Women tend to be very nurturing and their work is an extension of how they see the world.
According to Jordan, the gender differences come in when it comes to scale. “From my experience in social entrepreneurship, there seem to be more men who take on more large-scale initiatives than women do. That doesn’t necessarily mean that women’s initiatives are not successful; it’s just that they don’t necessarily tend to be driven by the same desire for ‘big’. Women seem to be driven by the desire for impact that’s tangible to them.”
The founder of Evolutionize It, a social enterprise that aims to bring about social change worldwide, through collaboration, facilitated several discussion groups at the Women’s Forum in Deauville recently. Speaking to INSEAD Knowledge on the sidelines of the forum, Jordan said the gender difference was evident during a discussion on women’s entrepreneurship: “There was a general consensus which resonated with the group that women tend to be limited by our own thinking. We don’t automatically go after ‘large’ and ‘big’ and ‘successful’. We don’t assume that we are going to be successful on a large scale in what we do and we tend to think smaller than maybe we should.”
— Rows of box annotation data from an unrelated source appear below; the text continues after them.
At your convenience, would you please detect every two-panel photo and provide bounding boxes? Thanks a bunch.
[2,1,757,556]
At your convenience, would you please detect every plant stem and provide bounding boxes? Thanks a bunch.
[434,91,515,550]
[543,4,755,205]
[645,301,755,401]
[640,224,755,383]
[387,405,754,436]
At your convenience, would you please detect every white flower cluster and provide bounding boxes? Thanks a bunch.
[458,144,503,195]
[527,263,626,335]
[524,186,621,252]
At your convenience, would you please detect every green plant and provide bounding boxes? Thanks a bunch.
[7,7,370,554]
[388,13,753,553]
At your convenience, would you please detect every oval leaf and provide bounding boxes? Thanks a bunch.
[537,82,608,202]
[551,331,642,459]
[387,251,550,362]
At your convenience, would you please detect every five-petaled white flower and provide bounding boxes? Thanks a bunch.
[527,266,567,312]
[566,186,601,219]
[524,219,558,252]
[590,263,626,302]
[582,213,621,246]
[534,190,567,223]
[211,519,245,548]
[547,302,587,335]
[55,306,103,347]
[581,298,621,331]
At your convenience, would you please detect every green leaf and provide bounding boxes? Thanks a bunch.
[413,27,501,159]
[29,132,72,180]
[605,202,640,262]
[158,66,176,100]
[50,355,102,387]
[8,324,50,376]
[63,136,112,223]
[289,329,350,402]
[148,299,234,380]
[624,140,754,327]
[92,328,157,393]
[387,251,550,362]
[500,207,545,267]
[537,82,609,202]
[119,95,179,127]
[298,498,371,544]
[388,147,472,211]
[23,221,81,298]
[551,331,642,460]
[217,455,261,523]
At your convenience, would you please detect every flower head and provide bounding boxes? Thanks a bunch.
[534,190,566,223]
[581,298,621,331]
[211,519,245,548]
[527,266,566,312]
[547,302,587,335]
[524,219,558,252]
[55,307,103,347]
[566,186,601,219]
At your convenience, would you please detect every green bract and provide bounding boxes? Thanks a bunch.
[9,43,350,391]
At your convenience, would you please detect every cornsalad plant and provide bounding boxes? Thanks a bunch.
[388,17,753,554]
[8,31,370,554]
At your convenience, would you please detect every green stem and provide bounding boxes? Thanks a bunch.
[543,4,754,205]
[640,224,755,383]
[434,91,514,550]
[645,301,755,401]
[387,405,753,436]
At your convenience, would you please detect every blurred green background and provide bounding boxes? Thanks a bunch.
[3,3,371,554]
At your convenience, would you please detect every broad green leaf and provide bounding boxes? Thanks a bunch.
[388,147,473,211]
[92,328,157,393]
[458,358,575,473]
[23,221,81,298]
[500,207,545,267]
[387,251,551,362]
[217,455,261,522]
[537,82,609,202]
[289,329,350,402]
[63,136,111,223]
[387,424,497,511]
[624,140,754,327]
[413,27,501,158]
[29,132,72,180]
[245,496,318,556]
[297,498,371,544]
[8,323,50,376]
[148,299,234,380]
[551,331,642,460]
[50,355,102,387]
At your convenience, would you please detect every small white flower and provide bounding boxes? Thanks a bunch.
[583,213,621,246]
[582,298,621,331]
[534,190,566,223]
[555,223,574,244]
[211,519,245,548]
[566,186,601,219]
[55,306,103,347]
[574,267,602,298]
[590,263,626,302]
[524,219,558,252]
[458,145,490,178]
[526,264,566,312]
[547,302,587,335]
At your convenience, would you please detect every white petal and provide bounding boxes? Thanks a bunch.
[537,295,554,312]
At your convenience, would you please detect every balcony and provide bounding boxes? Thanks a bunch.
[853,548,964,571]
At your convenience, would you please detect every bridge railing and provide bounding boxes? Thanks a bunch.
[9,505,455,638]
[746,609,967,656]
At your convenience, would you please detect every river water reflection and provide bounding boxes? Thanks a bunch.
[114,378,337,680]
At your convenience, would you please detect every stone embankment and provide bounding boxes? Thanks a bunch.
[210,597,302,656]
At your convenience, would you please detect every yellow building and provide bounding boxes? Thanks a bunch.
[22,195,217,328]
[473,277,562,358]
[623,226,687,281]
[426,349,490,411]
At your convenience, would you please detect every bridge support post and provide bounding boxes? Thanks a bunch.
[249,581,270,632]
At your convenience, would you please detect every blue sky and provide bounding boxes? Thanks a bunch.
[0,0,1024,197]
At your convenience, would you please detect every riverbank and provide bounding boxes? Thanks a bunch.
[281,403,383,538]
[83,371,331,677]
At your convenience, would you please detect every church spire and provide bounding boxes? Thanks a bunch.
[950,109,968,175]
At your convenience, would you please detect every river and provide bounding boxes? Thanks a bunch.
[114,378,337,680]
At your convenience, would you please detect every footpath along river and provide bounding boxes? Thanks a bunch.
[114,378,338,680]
Kalpana Sankar, Chief Executive of India-based social enterprise Hand-in-Hand, says that balancing social performance with financial performance targets is like walking a tight-rope. Nonetheless, women have to come to terms with the drastic changes in the microfinance space, wherein more IPOs and private equity funding seem imminent. Women realise that they have to produce results on a scale on a par with male-run microfinance organisations.
Succession and post late stage
Another gender difference is that women social entrepreneurs tend to plan for their own succession. Or if they don’t have a plan, they know that their work demands them to eventually step down and hand over the reins to the stakeholders.
It’s also true that women social entrepreneurs in particular tend to invest “every single bit of money” that they have in their projects, including what should provide for them in their old age such as their assets and family money. “They tend to invest everything they can get their hands on in their project which leaves them quite vulnerable at the late stages of their career,” says Jordan.
According to Sankar there is a glass ceiling in the microfinance sector amid rapid commercialisation and women managers in microfinance institutions need to face up to the challenges of a competitive environment. Women leaders and managers in India still face social constraints while lobbying and networking professionally. It appears that there are increasingly fewer women leaders in microfinance due to rapid commercialisation in this sphere. “Women prefer to retain the social ethos in this field and hence are not able to come to terms with this rapid change. If commercialisation is the new way to go, they may prefer to plan for succession at the earliest possible opportunity.”
Jordan says that it is good that there are a lot of organisations that are stepping in to support late-stage social entrepreneurs who have shown that their projects have the capacity to scale up. However, they are not extending that support yet to beyond that late-stage phase, when women especially are leaving the successful ventures they have created to start again elsewhere. “We really need to figure out how to deploy their expertise because their experience is extremely rich,” says Jordan, “and could be used to help up and coming social enterprises.”